AUTHOR=Gao Jing , van Kleeff Paula J. M. , de Boer Mark H. , Erban Alexander , Kopka Joachim , Hincha Dirk K. , de Boer Albertus H.
TITLE=Ion Homeostasis and Metabolome Analysis of Arabidopsis 14-3-3 Quadruple Mutants to Salt Stress
JOURNAL=Frontiers in Plant Science
VOLUME=12
YEAR=2021
URL=https://www.frontiersin.org/journals/plant-science/articles/10.3389/fpls.2021.697324
DOI=10.3389/fpls.2021.697324
ISSN=1664-462X
ABSTRACT=
Salinity is one of the major abiotic stresses that limits agricultural productivity worldwide. Many proteins with defined functions in salt stress adaptation are controlled through interactions with members of the 14-3-3 family.

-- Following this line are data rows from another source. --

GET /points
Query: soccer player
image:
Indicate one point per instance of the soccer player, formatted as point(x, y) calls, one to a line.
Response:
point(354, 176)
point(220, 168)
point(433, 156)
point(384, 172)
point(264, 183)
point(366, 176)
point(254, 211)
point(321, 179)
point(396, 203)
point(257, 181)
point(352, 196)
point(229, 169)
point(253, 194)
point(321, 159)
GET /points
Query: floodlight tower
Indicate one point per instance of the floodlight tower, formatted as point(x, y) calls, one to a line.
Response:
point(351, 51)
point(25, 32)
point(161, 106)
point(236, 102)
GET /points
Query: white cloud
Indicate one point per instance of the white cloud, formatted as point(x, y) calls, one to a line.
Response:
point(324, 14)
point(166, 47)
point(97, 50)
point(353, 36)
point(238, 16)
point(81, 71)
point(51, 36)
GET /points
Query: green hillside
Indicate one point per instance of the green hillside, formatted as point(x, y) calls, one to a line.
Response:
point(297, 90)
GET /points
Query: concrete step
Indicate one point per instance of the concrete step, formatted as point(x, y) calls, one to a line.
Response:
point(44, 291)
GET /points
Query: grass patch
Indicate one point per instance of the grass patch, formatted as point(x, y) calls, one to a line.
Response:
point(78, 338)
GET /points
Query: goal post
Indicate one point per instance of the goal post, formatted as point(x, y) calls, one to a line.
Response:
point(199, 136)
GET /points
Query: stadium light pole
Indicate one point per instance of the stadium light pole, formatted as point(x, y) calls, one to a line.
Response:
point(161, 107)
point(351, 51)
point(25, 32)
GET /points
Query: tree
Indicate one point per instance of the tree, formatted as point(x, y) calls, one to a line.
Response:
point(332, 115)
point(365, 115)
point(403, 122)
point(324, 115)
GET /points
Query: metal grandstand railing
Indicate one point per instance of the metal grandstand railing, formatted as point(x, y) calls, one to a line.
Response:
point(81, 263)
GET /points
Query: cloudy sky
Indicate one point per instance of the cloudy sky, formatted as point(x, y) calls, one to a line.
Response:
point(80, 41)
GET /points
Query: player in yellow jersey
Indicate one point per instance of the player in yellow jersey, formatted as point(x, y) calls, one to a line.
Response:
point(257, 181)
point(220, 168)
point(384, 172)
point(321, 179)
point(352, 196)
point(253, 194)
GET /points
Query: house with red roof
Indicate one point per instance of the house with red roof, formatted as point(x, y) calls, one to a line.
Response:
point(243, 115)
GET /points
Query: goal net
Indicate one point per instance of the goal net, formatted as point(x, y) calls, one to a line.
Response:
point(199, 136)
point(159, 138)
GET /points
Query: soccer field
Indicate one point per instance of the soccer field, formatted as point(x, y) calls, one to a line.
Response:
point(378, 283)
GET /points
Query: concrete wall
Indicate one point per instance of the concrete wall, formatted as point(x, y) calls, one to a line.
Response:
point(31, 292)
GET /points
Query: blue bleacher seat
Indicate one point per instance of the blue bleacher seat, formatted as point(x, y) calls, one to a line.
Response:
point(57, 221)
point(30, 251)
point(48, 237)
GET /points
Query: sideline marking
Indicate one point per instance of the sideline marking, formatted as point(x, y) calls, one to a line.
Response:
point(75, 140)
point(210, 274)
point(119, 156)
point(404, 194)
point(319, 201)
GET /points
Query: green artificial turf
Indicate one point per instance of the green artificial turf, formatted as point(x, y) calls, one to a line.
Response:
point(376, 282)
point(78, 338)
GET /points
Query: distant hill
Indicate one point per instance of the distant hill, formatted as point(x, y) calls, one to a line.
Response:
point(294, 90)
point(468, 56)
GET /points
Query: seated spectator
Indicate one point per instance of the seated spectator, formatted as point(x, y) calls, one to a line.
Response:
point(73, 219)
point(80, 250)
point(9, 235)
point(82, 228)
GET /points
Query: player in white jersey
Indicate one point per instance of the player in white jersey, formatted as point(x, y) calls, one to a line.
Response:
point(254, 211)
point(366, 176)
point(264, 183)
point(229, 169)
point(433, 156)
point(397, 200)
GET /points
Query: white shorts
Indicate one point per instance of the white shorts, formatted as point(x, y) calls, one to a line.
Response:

In the present study, we generated three 14-3-3 quadruple knockout mutants (qKOs: klpc, klun, and unpc) to study the role of six non-epsilon group 14-3-3 proteins for salt stress adaptation. The relative growth inhibition under 100 mM of NaCl stress was the same for wild-type (Wt) and qKOs, but the accumulation of Na+ in the shoots of klpc was significantly lower than that in Wt. This difference correlated with the higher expression of the HKT1 gene in klpc. Considering the regulatory role of 14-3-3 proteins in metabolism and the effect of salt stress on metabolite accumulation, we analyzed the effect of a 24-h salt treatment on the root metabolome of nutrient solution-grown genotypes. The results indicated that the klpc mutant had metabolome responses that were different from those of Wt. Notably, the reducing sugars, glucose and fructose, were lower in klpc under control and salt stress. On the other hand, their phosphorylated forms, glucose-6P and fructose-6P, were lower under salt stress as compared to Wt. This study provided insight into the functions of the 14-3-3 proteins from non-epsilon group members. In summary, it was found that these proteins control ion homeostasis and metabolite composition under salt stress conditions and non-stressed conditions. The analyses of single, double, and triple mutants that modify subsets from the most effective qKO mutant (klpc) may also reveal the potential redundancy for the observed phenotypes.